More and more studies are confirming that a modification in diet will not only prevent, but treat high blood pressure, or hypertension, as the medical profession calls it.
A study entitled “Dietary Approaches to Stop Hypertension” (DASH) has shown without a doubt that diet modestly reduced in salt with an increase in fresh fruits, vegetables and low dairy products can lower blood pressure. The reason for this is that this type of diet is rich in nutrients such as calcium, magnesium, and potassium. It also reduces one of the leading causes of high blood pressure, and that is salt.
Multiple studies have gone on to state that patients that do follow the DASH diet have a decrease in load-density lipoprotein (LDL), also known as bad cholesterol.
Before anyone undertakes a diet, they should talk it over with their family doctor.
There is no question that the more a person is aware of their diet and follows logical dietary restrictions, the greater the chance they have of living a normal and healthy life.
Respectfully, there are far better diets than DASH for reducing hypertension. Cholesterol is difficult to modify with diet only. A largely vegetarian diet, and live foods at that, is the most effective. But, is cholesterol really that detrimental? The most recent studies suggest not!
Interestingly, the percentage of people sensitive to salt in the hypertension is relatively small. Switching to sea salt (which is alkiline) is much better than common manufactured table salt (basic).
All the best!!
I agree. If you are serious about using diet to control hypertension, give up the quickly metabolized carbs like potatoes and grains. Even brown rice and so called whole grains in general still affect blood sugar which in turn can lead to insulin spikes which in turn can lead to insulin resistance, which in turn can lead to metabolic syndrome, diabetes, hypertension and high cholesterol and heart disease.

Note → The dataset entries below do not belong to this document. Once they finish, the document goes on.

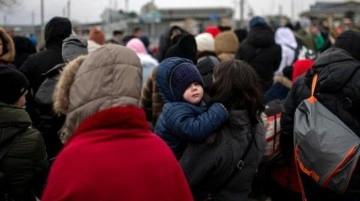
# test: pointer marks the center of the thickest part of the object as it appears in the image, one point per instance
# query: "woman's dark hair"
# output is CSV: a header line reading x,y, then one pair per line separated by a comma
x,y
237,86
5,48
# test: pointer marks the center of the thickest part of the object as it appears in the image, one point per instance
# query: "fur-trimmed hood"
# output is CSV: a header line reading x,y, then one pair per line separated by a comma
x,y
110,76
8,49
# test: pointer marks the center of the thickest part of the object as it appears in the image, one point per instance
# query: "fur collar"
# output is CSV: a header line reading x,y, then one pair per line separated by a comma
x,y
62,89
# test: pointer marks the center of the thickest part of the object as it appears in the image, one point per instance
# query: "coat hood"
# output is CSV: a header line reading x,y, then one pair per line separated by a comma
x,y
56,30
163,77
110,76
336,67
137,46
285,37
260,37
226,42
9,54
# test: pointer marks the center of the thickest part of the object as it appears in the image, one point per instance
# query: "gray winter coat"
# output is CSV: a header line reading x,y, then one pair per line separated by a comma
x,y
208,165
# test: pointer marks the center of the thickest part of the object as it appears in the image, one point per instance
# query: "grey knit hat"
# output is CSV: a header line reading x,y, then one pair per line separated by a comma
x,y
72,47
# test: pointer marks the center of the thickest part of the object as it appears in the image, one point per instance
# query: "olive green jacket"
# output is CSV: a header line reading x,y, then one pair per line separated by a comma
x,y
25,165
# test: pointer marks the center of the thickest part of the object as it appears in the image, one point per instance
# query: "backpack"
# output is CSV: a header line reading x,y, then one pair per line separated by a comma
x,y
316,129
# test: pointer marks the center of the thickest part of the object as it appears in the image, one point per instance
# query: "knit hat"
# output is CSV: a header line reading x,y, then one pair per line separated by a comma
x,y
205,42
185,47
72,47
13,84
241,34
97,36
257,22
183,76
349,41
226,42
214,31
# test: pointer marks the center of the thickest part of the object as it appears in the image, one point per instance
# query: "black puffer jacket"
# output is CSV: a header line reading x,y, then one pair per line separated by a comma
x,y
338,89
49,123
207,166
25,165
56,30
262,53
205,66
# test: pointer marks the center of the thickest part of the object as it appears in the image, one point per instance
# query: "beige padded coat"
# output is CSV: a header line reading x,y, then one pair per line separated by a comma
x,y
96,82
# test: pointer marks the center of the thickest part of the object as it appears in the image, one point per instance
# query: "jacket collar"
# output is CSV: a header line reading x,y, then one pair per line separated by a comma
x,y
12,115
121,117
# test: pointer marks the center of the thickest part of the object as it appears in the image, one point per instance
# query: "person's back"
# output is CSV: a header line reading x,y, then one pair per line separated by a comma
x,y
110,153
148,63
25,163
337,89
213,166
124,161
48,122
183,117
261,52
56,30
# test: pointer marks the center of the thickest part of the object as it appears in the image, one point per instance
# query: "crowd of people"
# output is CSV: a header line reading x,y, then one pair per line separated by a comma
x,y
96,119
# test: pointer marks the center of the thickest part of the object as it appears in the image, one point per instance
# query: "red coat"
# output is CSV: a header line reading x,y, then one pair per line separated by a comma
x,y
114,156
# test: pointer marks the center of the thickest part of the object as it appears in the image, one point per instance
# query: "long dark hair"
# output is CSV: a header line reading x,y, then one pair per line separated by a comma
x,y
237,86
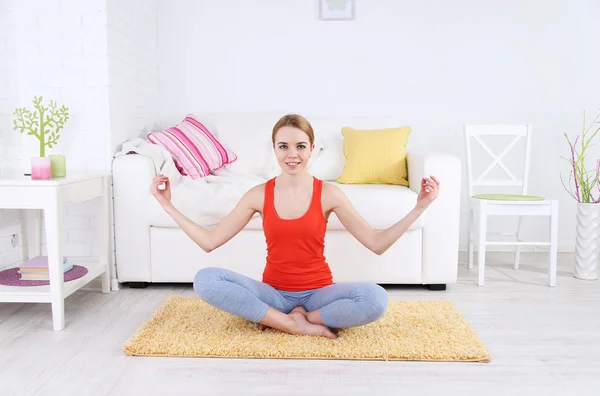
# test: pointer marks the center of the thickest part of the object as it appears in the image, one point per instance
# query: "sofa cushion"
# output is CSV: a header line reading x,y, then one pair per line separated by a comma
x,y
381,205
195,150
375,156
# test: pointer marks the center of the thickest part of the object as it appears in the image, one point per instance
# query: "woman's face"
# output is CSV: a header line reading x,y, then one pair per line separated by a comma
x,y
292,149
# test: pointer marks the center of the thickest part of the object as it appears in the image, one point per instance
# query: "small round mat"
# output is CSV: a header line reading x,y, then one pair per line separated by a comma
x,y
10,277
508,197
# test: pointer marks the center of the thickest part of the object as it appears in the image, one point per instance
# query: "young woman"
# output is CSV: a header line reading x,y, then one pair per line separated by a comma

Cholesterol isn’t really the problem so much as theinderlying cause of disease: inflammation. Diet is a poor away to control it cholesterol,as only about 20% of blood cholesterol comes from what we eat. The only reason to be concerned about high cholesterol is it is often a sign of metabolic imbalance and inflammation. Lower inflammation by eating alkaline foods, eliminating or at Least limiting processed grains, flours and sugar and you’ll start to see those numbers get in line.the DASH diet is a good start but it doesnt go far enough with regards to carbs and sugar. Try this for a few months and watch your blood pressure go down. And if you’re still concerned about cholesterol (recent studies are beginning to bear out the fallacy the relationship between high blood cholesterol and eating high cholesterol foods such as the once demonized egg,) you will see those numbers fall into line as well as your triglycerides going down. Get a good juicer and make lots of veggie juice. Eat your greens. Get plenty of cardio exercise and sleep. If they got on a program such as this, most people wouldn’t need to be on statins or BP meds. Some still would (but possibly at lower levels.) Try it, it’s not so hard to give up those comfort pastries and sweet cereals and pastas, mashed potatoes etc. Once you give up the sugar, white flour etc, you will lose the taste for it. Eventually your body will tell you what it really wants, once the junk is out of your diet. Anyway, it worked for me!
If I were serious about making lifestyle changes to lower BP and cholesterol, I would go grain free for at least 3-6 months. I would also eliminate potatoes and all sugar, including watching my fruit intake. No sodas, nothing with HFC in it. A vegetable juice fast for a week ot two after being on this program for a month or so would be a vast help. Losing weight on this diet and keeping it off is so easy. I lost about 30 pounds and have abated to keep it off. Do I miss breads, pancakes, scones, waffles,etc? Not really and once in a while I let myself have. A piiece of chocolate cake as a treat. But then I’m back on my program the next day. It. Works people!
Bravo Brian! You certainly made some excellent points with regards to nutrition and exercise. This is how I managed to get off my Drs. prescribed BP meds; as well as lose and keep off almost 30 lbs. for about 4 years now. I still eat carbs, but very minimally and the “good kind”. I’m trying to stay 100% away from anything with added sugar now. It’s difficult, but I know I can do it.
As for others getting off of statins and all the other “medications’ out there, I cringe everytime I go to the grocery store and watch all the crap that people buy. They are so uninformed, and I think most people just don’t care – they want their junk. Since most all the crap food out there is addictive, it’s no wonder we’re in such a state of ill health in this country.